An important goal of this study is to establish the validity of the existing practice to infer consideration sets from observed choices in panel data. The authors show with experimental data that underlying consideration sets can be reliably retrieved from choice data alone. Their model does so better than methods previously documented in the literature. The authors also show that consideration is positively affected by display and shelf space. The analysis is the first to provide support for the convergence of the stated and revealed consideration approaches.

The authors then apply the model to Information Resources Inc. panel data. The findings suggest that promotion effects are larger when they are included in the consideration stage of the two-stage model than in a single-stage model. The authors also find that consideration covaries across brands and that this covariation is mainly driven by unobserved consumer heterogeneity. Using a simulation experiment, the authors also show the implications of the model for price cut and featuring planning relative to a more standard model of choice. The results show that their model gives markedly different results from the single-stage model. Notably, when the authors use the optimum that results from the single-stage model in a world in which two stages is the reality, profits are relatively low. This shows that using a two-stage model is crucial for improving the effectiveness of such marketing decisions.

Biography
Erjen van Nierop is Assistant Professor of Marketing in the Department of Marketing, Faculty of Economics and Business, at the University of Groningen. He has an MSc and PhD in Econometrics from Erasmus University Rotterdam. He worked for two years as a visiting assistant professor in the Tepper School of Business at Carnegie Mellon University in Pittsburgh. He has taught courses on pricing, marketing research, and marketing model building. His research interests are marketing research and econometric modeling of marketing phenomena in general and choice, sales, and product diffusion models in particular.
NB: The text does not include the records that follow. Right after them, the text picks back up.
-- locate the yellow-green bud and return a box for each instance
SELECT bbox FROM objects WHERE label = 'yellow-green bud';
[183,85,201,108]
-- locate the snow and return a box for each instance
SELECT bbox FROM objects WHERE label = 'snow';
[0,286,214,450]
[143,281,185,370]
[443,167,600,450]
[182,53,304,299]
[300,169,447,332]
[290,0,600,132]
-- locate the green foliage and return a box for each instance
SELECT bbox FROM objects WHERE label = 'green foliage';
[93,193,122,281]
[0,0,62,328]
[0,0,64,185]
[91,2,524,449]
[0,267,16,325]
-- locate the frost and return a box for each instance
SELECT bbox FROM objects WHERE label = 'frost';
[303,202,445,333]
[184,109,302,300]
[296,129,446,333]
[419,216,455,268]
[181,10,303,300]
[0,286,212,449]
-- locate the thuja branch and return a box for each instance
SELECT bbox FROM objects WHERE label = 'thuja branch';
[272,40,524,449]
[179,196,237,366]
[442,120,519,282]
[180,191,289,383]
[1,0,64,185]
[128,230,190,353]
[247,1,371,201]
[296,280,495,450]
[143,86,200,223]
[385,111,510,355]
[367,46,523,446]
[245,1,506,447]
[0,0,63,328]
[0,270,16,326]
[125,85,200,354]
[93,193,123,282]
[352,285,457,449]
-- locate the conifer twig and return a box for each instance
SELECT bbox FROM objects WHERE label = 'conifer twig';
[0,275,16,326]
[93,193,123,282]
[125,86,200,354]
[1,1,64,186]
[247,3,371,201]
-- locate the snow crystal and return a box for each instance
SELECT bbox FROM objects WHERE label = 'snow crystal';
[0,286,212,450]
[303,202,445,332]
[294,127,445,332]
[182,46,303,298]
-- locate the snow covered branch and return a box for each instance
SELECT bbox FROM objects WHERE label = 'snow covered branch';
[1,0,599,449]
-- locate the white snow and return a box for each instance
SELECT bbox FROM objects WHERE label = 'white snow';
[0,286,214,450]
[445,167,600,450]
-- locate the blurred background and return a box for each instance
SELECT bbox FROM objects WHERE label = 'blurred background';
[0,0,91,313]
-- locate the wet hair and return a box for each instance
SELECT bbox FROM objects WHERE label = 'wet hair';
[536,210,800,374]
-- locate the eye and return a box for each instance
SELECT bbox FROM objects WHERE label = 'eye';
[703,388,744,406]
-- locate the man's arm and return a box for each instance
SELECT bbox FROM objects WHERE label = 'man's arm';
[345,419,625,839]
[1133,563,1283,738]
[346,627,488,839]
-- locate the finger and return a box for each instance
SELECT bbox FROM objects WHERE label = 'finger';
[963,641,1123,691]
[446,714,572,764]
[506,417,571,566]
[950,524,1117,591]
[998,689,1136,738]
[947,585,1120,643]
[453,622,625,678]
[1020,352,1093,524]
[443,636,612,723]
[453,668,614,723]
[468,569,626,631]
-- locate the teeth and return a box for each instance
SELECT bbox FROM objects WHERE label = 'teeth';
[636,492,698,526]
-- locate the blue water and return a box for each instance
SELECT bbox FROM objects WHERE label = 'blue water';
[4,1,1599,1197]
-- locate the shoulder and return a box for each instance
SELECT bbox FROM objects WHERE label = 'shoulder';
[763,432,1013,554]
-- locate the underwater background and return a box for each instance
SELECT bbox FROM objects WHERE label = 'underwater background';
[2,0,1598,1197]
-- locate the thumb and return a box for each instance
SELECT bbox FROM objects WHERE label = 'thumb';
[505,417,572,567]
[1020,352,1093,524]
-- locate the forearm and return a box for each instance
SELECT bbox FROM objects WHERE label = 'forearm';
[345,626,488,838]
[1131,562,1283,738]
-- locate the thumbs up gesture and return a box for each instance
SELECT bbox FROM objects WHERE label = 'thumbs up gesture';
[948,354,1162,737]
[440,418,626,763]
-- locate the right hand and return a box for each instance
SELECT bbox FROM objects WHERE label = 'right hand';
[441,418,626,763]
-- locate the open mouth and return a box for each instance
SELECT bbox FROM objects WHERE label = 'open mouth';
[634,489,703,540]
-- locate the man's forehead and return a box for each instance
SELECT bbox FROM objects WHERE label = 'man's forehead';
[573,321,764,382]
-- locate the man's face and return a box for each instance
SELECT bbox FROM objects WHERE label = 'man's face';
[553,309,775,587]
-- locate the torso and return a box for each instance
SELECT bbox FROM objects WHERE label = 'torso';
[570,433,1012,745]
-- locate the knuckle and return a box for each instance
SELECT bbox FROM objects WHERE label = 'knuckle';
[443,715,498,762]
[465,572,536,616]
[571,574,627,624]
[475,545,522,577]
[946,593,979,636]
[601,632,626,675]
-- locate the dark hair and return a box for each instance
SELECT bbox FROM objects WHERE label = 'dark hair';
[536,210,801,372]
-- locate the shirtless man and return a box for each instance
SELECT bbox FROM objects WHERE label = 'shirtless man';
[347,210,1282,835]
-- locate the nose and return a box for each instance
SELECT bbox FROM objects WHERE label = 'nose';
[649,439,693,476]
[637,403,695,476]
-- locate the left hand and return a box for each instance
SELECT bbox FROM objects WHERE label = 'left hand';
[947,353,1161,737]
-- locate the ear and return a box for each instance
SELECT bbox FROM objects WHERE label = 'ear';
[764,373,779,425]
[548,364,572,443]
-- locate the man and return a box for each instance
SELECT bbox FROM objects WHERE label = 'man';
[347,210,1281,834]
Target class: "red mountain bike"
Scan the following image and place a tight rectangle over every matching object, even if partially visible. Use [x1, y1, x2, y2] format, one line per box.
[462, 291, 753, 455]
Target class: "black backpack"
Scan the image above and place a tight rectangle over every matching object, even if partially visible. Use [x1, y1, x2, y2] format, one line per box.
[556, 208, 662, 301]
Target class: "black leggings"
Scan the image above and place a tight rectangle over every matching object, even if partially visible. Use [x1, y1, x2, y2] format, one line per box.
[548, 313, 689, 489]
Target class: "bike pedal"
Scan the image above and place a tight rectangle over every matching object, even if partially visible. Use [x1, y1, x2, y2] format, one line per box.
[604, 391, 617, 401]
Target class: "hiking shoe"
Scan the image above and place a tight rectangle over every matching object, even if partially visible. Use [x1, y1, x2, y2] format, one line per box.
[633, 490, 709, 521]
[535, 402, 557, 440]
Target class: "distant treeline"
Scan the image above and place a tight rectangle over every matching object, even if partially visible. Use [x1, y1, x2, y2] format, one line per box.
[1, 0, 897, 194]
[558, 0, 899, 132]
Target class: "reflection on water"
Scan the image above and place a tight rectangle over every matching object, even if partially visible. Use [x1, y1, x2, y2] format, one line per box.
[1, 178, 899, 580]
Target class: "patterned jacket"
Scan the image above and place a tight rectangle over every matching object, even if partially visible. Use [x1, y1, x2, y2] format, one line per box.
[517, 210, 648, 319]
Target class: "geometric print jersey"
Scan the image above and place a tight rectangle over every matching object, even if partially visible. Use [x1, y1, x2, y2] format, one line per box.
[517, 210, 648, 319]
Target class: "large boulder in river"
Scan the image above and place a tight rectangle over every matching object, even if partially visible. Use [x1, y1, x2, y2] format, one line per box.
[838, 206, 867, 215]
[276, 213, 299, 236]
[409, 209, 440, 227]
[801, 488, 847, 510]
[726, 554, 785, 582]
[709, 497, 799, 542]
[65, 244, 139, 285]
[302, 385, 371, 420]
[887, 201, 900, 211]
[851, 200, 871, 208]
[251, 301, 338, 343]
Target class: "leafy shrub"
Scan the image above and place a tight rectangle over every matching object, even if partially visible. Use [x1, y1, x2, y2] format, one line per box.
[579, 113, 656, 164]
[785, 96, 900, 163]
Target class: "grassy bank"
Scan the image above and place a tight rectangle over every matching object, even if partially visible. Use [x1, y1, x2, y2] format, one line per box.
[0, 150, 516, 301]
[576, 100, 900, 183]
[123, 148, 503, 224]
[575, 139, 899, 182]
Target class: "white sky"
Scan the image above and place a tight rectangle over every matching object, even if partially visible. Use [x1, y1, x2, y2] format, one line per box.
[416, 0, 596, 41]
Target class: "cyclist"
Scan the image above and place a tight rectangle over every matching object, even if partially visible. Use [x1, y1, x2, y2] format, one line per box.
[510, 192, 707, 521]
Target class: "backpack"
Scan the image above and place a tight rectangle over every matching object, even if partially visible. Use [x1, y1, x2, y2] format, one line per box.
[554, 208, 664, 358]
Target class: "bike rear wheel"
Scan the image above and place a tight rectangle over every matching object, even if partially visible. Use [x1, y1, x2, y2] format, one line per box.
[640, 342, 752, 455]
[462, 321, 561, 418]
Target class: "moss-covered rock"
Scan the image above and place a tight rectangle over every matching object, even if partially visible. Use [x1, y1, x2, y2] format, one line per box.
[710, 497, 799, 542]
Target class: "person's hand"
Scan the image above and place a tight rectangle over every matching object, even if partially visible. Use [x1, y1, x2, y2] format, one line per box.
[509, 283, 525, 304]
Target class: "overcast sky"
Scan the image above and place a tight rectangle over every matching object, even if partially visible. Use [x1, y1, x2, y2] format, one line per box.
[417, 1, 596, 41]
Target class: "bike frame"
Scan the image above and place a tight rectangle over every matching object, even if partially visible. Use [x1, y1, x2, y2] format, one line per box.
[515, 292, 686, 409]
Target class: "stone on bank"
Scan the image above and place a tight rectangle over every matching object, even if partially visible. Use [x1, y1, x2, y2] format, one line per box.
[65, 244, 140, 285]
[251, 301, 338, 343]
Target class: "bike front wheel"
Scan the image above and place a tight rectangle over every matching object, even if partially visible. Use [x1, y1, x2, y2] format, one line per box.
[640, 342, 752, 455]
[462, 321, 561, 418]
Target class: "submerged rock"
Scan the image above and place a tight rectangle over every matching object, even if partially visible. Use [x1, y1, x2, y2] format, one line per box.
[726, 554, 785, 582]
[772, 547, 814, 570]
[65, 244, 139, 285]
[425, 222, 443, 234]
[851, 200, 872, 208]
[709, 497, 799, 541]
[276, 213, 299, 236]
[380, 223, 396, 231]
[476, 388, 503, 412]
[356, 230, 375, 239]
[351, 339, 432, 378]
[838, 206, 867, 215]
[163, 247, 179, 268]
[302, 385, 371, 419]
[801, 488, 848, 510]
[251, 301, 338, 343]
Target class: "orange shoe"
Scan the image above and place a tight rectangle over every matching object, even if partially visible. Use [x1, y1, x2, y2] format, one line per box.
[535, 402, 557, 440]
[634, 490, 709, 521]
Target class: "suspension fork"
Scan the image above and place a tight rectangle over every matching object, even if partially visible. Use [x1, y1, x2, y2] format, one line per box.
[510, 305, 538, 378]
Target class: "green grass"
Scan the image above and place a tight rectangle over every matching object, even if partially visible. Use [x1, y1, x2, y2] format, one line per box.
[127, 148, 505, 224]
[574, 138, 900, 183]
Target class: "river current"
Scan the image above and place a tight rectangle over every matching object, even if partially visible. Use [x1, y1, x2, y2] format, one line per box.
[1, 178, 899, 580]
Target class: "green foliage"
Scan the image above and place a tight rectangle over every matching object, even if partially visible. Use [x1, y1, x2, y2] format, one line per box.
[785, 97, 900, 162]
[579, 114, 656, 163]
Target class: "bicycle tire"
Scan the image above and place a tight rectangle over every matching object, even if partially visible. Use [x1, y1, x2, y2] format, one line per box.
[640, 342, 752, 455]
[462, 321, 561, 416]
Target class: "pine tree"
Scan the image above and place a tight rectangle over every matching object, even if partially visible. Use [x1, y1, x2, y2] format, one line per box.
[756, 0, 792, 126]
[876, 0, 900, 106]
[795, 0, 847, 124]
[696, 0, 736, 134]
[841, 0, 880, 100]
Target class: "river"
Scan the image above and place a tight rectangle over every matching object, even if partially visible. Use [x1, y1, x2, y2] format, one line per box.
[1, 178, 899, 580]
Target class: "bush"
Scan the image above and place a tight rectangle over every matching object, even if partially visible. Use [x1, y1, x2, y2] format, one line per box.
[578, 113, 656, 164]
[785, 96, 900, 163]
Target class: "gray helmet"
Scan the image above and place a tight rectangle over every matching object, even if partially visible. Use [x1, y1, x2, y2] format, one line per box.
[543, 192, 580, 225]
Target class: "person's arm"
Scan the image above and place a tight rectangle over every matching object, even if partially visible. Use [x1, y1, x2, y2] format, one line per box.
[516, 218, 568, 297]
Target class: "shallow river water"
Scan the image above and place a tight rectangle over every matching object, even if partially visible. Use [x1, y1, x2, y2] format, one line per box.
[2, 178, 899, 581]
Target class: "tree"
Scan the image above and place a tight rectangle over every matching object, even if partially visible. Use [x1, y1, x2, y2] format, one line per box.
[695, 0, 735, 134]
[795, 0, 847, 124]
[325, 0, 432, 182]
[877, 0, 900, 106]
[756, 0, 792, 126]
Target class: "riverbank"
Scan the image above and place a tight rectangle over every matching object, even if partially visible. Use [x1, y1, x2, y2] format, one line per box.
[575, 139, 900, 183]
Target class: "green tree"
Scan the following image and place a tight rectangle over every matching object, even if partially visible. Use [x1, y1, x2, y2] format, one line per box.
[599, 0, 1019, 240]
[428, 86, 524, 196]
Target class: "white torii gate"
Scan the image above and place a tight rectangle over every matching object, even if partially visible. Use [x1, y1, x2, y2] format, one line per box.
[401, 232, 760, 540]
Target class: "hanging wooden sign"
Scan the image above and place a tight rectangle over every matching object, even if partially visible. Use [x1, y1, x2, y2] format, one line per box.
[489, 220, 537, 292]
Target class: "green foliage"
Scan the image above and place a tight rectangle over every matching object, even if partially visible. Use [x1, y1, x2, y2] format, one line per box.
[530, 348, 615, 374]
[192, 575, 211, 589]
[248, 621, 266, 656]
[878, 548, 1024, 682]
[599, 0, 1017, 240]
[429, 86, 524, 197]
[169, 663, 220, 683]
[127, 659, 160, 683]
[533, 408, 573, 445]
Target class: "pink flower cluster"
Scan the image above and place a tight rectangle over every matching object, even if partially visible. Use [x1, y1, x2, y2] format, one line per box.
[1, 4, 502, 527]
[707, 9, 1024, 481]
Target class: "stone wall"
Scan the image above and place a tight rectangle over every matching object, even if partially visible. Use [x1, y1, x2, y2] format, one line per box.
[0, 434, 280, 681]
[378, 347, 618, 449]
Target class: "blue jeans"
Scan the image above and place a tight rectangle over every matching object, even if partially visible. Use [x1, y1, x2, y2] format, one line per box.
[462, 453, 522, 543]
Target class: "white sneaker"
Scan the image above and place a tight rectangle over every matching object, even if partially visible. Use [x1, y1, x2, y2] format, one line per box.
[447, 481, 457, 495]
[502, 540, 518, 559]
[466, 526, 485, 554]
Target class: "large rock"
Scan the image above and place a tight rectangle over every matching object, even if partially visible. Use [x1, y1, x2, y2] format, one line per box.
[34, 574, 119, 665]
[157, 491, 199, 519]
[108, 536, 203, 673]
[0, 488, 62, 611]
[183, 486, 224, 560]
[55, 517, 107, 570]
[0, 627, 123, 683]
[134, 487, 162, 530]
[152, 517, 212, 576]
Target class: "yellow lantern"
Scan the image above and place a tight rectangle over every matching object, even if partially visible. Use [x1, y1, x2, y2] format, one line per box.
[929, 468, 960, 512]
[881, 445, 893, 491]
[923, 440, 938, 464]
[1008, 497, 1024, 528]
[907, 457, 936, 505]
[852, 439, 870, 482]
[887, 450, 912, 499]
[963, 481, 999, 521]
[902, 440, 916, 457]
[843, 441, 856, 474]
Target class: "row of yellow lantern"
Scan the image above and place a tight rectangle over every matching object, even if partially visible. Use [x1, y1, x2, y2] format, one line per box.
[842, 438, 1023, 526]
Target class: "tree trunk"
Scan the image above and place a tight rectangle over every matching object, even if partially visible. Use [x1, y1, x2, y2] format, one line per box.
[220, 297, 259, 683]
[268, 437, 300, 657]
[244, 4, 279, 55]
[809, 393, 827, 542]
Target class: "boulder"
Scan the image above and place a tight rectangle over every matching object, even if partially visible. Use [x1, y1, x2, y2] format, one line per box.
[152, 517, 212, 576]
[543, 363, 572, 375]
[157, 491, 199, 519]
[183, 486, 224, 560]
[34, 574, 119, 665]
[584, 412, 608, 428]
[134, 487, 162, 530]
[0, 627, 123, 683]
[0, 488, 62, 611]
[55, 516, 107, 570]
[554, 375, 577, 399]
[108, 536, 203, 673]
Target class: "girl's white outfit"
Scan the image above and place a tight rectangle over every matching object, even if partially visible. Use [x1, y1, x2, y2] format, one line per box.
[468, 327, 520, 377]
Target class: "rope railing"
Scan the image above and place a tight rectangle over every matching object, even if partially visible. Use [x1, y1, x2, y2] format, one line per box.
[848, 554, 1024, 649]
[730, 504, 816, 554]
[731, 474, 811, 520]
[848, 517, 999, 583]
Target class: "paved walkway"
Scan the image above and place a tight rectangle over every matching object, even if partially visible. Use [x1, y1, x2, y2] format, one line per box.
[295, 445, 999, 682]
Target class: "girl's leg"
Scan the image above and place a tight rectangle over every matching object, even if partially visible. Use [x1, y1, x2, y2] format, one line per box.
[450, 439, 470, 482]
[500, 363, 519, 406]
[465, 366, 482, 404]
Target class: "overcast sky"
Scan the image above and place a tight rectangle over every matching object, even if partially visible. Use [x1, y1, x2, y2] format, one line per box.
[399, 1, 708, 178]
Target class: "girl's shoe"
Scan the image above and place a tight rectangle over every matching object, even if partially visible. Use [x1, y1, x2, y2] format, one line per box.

Bart Bronnenberg is Professor of Marketing and CentER fellow in the School of Business and Economics at Tilburg University, the Netherlands. He holds a PhD and MSc in Management from INSEAD and an MS. in Industrial Engineering from Twente University (the Netherlands). At Tilburg University, Professor Bronnenberg teaches Masters and MPhil courses on Market Assessment and Statistics. In 2003, he received the Citibank Award for the most outstanding MBA teacher at University of California, Los Angeles. Bart Bronnenberg has completed consulting assignments for various consumer goods firms and corporations in the medical field. Professor Bronnenberg does research in marketing strategy, geographic organizations of markets, and local branding. He continues to work on empirical analyses of new product growth and consumer choice behavior. His articles have appeared in Journal of Marketing Research, Marketing Science, Marketing Letters, Journal of the Academy of Marketing Science, and other journals. Professor Bronnenberg was named the recipient of the 2003 and 2008 Paul Green Award, the 2003 International Journal of Research in Marketing Best Paper Award, and the 2004 John D.C. Little Best Paper Award.

Richard Paap is Professor of Econometrics and Marketing in the Econometric Institute at Erasmus University Rotterdam. His research topics include discrete choice modeling, duration analysis, Bayesian econometrics, and time-series analysis.

Michel Wedel is PepsiCo Professor of Consumer Research in the Robert H. Smith School of Business at the University of Maryland and holds an honorary chair at the University of Groningen. Michel has taught various courses for BBA, MBA, and PhD students on marketing research, marketing analysis, and marketing decision making. His main research interests are in the application of statistical and econometric methods to problems in marketing and marketing research. Much of his recent work addresses issues in visual marketing using eye-tracking technology. He serves on the editorial boards of several journals and is area editor of Marketing Science and Journal of Marketing Research. His work has been awarded with several prizes, such as the O’Dell best-paper award from Journal of Marketing Research, the Hendrik Muller award for outstanding contributions to the social sciences from the Royal Dutch Academy of the Sciences, and the Gilbert A Churchill award for lifetime achievement in the academic study of marketing research from the American Marketing Association.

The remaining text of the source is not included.